Department of Paediatrics and Adolescent Medicine, University Hospital 79106 Freiburg, Germany.
Am J Hum Genet. 2009 Dec;85(6):883-9. doi: 10.1016/j.ajhg.2009.10.018.
Genetic defects affecting motility of cilia and flagella cause chronic destructive airway disease, randomization of left-right body asymmetry, and, frequently, male infertility in primary ciliary dyskinesia (PCD). The most frequent defects involve outer and inner dynein arms (ODAs and IDAs) that are large multiprotein complexes responsible for cilia-beat generation and regulation, respectively. Here, we demonstrate that large genomic deletions, as well as point mutations involving LRRC50, are responsible for a distinct PCD variant that is characterized by a combined defect involving assembly of the ODAs and IDAs. Functional analyses showed that LRRC50 deficiency disrupts assembly of distally and proximally DNAH5- and DNAI2-containing ODA complexes, as well as DNALI1-containing IDA complexes, resulting in immotile cilia. On the basis of these findings, we assume that LRRC50 plays a role in assembly of distinct dynein-arm complexes.

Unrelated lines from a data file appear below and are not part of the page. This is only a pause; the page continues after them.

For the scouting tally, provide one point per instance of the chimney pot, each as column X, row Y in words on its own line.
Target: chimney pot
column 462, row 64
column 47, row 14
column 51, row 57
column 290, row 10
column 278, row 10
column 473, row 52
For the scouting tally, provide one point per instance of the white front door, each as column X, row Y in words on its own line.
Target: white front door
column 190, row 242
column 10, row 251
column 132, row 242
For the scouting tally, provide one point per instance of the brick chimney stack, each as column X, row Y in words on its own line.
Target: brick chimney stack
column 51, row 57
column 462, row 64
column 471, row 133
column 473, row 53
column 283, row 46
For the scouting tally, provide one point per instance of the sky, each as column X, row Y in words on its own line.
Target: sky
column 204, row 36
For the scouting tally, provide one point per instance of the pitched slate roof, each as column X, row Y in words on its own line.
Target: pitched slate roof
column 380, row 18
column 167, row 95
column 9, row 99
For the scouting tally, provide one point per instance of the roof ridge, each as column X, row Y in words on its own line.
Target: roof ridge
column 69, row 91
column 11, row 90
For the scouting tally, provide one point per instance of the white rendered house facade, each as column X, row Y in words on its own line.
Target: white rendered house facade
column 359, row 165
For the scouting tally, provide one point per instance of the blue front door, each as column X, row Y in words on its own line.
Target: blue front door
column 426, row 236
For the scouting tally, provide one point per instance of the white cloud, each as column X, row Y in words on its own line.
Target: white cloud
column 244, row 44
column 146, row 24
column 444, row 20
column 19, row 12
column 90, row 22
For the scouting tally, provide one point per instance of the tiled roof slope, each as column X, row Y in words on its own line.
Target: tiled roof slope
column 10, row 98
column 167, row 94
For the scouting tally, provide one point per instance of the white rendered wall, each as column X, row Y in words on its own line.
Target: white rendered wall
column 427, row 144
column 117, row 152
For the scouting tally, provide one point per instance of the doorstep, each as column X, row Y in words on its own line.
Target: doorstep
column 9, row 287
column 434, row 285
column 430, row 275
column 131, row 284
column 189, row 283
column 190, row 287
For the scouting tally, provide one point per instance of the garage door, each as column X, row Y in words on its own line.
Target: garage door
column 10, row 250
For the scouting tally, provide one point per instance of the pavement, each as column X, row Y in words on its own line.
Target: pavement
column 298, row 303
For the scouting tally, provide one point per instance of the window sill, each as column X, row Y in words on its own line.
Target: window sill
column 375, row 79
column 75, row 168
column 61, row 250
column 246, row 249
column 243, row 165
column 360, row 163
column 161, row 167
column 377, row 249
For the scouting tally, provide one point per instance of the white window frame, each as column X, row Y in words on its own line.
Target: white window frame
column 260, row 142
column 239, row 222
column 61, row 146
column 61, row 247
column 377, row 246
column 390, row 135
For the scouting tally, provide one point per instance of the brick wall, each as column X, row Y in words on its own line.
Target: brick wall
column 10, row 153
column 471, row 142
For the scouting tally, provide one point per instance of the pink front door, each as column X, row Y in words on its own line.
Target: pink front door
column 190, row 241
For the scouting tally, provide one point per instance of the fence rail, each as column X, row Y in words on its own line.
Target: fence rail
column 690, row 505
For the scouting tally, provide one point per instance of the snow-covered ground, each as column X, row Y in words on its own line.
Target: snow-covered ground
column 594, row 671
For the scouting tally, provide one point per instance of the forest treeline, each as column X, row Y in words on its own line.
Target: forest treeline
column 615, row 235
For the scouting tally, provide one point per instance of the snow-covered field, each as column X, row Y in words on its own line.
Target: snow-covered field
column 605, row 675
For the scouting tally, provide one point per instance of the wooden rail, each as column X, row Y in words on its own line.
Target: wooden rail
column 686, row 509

影响纤毛和鞭毛运动的遗传缺陷导致慢性破坏性气道疾病、左右身体不对称的随机化,以及原发性纤毛运动障碍(PCD)中经常发生的男性不育。最常见的缺陷涉及外动力臂和内动力臂(ODAs 和 IDAs),它们是负责纤毛摆动产生和调节的大型多蛋白复合物。在这里,我们证明了大片段基因缺失以及涉及 LRRC50 的点突变是导致一种独特的 PCD 变体的原因,该变体的特征是涉及 ODAs 和 IDAs 的组装缺陷。功能分析表明,LRRC50 缺乏会破坏 DNAH5 和 DNAI2 包含的 ODAs 复合物以及包含 DNALI1 的 IDAs 复合物的远端和近端组装,导致无运动纤毛。基于这些发现,我们假设 LRRC50 在不同的动力臂复合物的组装中发挥作用。